The Ecological Footprint of Information

Easter Island status symbol

Declaring e-books to be the future of publishing may be a bit premature.

What are the energy requirements of a paper book? They probably aren’t that much. Medieval monks and Gutenberg churned them out, at a much slower rate, long before the industrial revolution.

The energy requirements of an e-book are likely analogous to the energy requirements of computer equipment. Computers are extremely energy-intensive. The electricity to run the computer is fairly minor; about 81% of all the energy used by computers is expended in the process of manufacturing the computer. The typical household computer actually consumes 1.3 times more energy than a refrigerator.

For an e-book, much of the energy required is the upfront cost to get the reader; each additional book you read doesn’t add that much to the energy. If you get an e-book reader just to read one book, it’s clearly a waste of energy; though at some number of books it is likely more efficient to use the e-book reader. I don’t have any precise calculations, but I suspect that to make an e-book reader worthwhile from an energy point of view, you’d have to do a lot of reading.

Each additional e-book you get for your e-book reader doesn’t require that much additional energy, a distinct advantage over paper books, where each additional paper book has a fixed additional energy cost.  On the other hand, you don’t have to purchase additional paper books to read them, either — consider your friendly local public library.

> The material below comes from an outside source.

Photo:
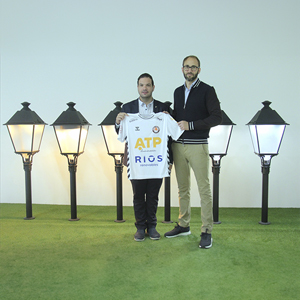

What about the materials cost involved? For a paper book, there are the trees, of course, then the ink, and then the equipment required to process paper and print the physical book. Trees are theoretically renewable. But trees are spared altogether by using the e-book reader.

Computers also require materials; among other things, supplies of cadmium, lead, and mercury. Not only are these highly toxic, but they are increasingly rare. Allowing a very modest 2% growth rate in production and known reserves, we have 20 years of cadmium left, 24 years of mercury, and 19 years of lead. (Taking out the 2% growth extends the life of these reserves 4 to 6 years.) In the past we’ve been able to expand our metal reserves by using cheap energy to blast our way through lower-quality ores. But now our energy supplies themselves are depleting.

I’ve still got an open mind on this subject.  It may be that we could devise e-book readers that don’t require all the heavy metals and energy-intensive manufacturing.  But I don’t think that anyone has really thought out the environmental implications of e-book readers.

I suspect that e-book readers will become one of many energy-intensive complicated gadgets that aren’t going to make the cut in the coming energy descent.  E-book readers will become, at best, a tool for busy researchers and a toy for the rich. At worst, they will remind us of the giant stone statues on Easter Island — a relic to the failure of our civilization to think ahead.